Our school just held Student Council officer elections this week. Classes voted yesterday and we identified our winners by the end of the day.
One thing that struck me throughout the week of campaigning was how CLASSY the kids were. These were 12 and 13 year olds. They wanted to be school President, Vice President, Secretary, Historian and Treasurer. Each one made posters (most decorated them themselves) and they were funny and witty.
NONE called their opponents names. Instead, they focused on the positive: they shared their visions of making our awesome school even better. They wrote speeches. They were nervous wrecks as they recorded them and they did it despite knowing the entire school would see them on the broadcast system. They did it, dreading the fact that by running for office, they left themselves vulnerable to criticism and defeat. I wanted every one of them to win, but of course, that’s not possible.

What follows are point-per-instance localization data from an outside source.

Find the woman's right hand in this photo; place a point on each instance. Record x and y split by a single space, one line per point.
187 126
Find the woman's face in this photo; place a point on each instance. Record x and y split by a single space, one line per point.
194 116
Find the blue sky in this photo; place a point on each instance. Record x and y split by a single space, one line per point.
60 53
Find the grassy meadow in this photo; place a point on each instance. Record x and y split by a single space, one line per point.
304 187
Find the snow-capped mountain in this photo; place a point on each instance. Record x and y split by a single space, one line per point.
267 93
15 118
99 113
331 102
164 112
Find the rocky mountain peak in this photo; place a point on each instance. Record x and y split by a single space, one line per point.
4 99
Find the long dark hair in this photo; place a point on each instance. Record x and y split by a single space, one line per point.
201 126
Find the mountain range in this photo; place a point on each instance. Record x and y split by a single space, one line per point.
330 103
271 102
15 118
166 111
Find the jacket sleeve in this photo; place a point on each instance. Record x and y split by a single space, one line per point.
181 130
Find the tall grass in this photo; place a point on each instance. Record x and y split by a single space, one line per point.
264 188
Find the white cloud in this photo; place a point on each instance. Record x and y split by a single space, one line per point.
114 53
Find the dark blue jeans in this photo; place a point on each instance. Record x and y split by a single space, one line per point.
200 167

I was excited to announce the winners, but I also dreaded breaking young, hopeful hearts.
The candidates were an eclectic bunch: nerds, athletic nerds, new-to-school kids and popular kids. The popular kids didn’t always win.
Each candidate focused on giving the student body what they wanted. They promised to listen. They shared personal information (“I have two sisters and a dog. I love watching movies and eating ice cream.”) They were so scared, that a few shared how nervous they were giving the speech DURING the speech. One of the candidates sang her entire speech acapella. They read their qualifications and it sounded like a list of Over Achievers Anonymous: Science Fair winners, Eagle Scouts, Straight A students, Star Soccer player, and on and on.
I don’t doubt that most of our American Presidential candidates really want to help America. But I wonder where our election process is going. Billions of dollars are spent on campaigns for an election that has been named “A Race to the Bottom.” Certain candidates have made allusions to gender, sexual body parts and trophy wives. They have mocked each other’s intelligence and looks. They lie and disregard fact-checking. In my social studies class, I wanted to utilize this year’s election in the classroom by taking candidates’ speeches and having students analyze them. To my dismay, I couldn’t do that (in a bipartisan platform, anyway). Must of what was bantered about was X-rated!
As I spoke to the candidates, I expressed how extremely proud of them I was and how I wished that adults could handle their campaigns in the same smart and mature way. They smiled. They knew what I meant.
I really hope that our young students grow up and remain full of enthusiasm and integrity. I have faith that they will.